The new DeBary City Council began the new year by reminding City Council Member Stephen Bacon not to repeat improper conduct — and Bacon joined in supporting the warning.
Bacon, according to city documents, improperly engaged with DeBary employees, chatting with one female employee about how women in Saudi Arabia become sex slaves, and asking another employee to fix his personal computer.
“The City of DeBary needs to be an employer where employees feel safe,” Mayor Karen Chasez said at the City Council’s Jan. 9 meeting, adding “Council Member Bacon’s interactions were inappropriate.”
With a unanimous vote, the council adopted a resolution finding Bacon had been involved in several incidents that prompted city employees “to complain or raise concerns with the city manager.”
The resolution warned any further “confirmed incidents … may result in the City Council taking further enforcement, disciplinary and/or other actions against Council Member Bacon in the City Council’s discretion.”
Chasez added, “That action could be something as severe as removal from office.”
Chasez is the city’s first female mayor.
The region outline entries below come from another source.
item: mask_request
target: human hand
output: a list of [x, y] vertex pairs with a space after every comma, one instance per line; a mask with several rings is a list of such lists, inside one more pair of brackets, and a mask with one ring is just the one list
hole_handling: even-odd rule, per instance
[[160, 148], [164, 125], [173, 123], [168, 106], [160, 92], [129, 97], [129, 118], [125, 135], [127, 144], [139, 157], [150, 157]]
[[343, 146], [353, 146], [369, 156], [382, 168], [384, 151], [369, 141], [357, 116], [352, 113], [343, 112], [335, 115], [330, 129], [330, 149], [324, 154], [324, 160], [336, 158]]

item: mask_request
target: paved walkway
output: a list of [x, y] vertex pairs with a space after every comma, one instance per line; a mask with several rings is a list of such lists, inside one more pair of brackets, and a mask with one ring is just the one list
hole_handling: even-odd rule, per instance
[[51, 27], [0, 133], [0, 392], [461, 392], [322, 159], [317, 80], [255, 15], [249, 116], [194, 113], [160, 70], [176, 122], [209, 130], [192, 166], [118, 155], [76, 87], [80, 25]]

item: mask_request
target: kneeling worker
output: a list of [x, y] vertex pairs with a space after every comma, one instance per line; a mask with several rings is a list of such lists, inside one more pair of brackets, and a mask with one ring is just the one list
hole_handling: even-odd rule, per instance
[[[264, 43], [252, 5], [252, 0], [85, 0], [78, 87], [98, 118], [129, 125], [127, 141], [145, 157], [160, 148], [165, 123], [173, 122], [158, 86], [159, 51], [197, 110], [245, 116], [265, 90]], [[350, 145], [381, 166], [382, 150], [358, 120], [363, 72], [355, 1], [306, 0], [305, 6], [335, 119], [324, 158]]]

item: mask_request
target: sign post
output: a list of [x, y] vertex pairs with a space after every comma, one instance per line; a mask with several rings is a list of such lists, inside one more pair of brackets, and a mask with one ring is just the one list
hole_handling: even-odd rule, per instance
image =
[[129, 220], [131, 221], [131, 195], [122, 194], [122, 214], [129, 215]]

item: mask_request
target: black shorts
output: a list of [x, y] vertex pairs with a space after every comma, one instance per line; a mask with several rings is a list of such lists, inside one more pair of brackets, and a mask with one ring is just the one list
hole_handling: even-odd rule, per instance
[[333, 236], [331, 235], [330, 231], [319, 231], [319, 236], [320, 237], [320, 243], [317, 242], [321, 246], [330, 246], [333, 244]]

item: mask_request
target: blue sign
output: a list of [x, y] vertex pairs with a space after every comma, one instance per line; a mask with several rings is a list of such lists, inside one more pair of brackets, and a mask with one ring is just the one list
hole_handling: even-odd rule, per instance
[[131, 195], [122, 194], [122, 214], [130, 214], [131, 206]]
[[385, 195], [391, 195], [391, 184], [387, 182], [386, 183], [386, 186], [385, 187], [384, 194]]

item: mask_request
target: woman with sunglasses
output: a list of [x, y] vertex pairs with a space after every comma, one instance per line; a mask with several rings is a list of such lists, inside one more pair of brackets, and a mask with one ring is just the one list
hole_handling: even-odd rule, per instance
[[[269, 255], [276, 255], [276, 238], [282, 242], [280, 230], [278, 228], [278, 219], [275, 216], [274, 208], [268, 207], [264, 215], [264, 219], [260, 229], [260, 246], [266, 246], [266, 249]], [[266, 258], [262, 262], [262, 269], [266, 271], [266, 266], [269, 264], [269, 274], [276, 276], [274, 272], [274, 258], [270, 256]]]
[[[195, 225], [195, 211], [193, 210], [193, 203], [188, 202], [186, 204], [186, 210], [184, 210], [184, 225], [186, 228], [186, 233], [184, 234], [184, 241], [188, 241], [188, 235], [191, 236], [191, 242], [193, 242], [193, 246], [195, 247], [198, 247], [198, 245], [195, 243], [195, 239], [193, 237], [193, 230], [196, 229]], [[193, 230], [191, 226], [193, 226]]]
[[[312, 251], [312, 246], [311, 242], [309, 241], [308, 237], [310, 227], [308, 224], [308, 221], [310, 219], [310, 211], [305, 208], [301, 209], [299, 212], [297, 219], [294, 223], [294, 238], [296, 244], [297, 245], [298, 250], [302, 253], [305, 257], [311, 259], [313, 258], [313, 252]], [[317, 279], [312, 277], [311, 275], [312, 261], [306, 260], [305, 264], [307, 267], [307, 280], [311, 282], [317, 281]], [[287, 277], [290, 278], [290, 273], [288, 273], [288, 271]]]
Four of five members on the City Council are women; Bacon is the only man.
How did it begin?
The story began almost two years ago. Bacon, according to city records, went to Finance Director Elizabeth Bauer’s office in CIty Hall on Feb. 27, 2017, and talked about a recent audit.
According to Bauer’s written statement about the encounter: “Then he proceeded to tell me the Koran says that in Saudi Arabia, if you are a married woman walking down the street with your children and you get kidnapped — you become the property of the person that kidnapped you — even if you are married. Then the kidnapper makes you their sex slave. Then he asked what I thought about that. I didn’t answer. Then he asked me again. I said I don’t talk about religion. He said he was not talking about religion. I said well you started this by asking if I follow the Koran.”
Bauer later told City Manager Ron McLemore about Bacon’s remarks. McLemore also wrote his own account of her complaint.
Bauer later noted McLemore and City Attorney Kurt Ardaman promised they would “talk to Mr. Bacon.”
After a few days had passed, Bauer raised the matter again with McLemore.
“I would like Ron and/or the City Attorney to talk to Mr. Bacon asap so I don’t have to worry everyday that he may come to my office or anywhere else and talk to me in a sexually harrassing [sic] way again,” she wrote, in a follow-up statement.
Weeks later, Bacon met with Ardaman to discuss his conversation with Bauer.
“Council Member Stephen Bacon acknowledges the substance of and apologizes for his conversation with Liz Bauer that occurred on February 27, 2017,” Ardaman wrote.
Ardaman further noted, “Council Member Bacon understands that he should not have made the statements he made to Ms. Bauer and will not make such statements to either her or others in the future.”
Fast-forward to fall 2018
DeBary Information Technology Director and Records Manager Eric Frankton provided a summary of a visit at City Hall, during which Bacon asked Frankton to work on Bacon’s personal computer.
“Mr. Bacon went into my office and put his personal computer on my desk. I stood in the doorway and would not enter my office. I attempted to explain that it was starting to blur the line between what is acceptable and not,” Frankton wrote about the Sept. 24, 2018, incident.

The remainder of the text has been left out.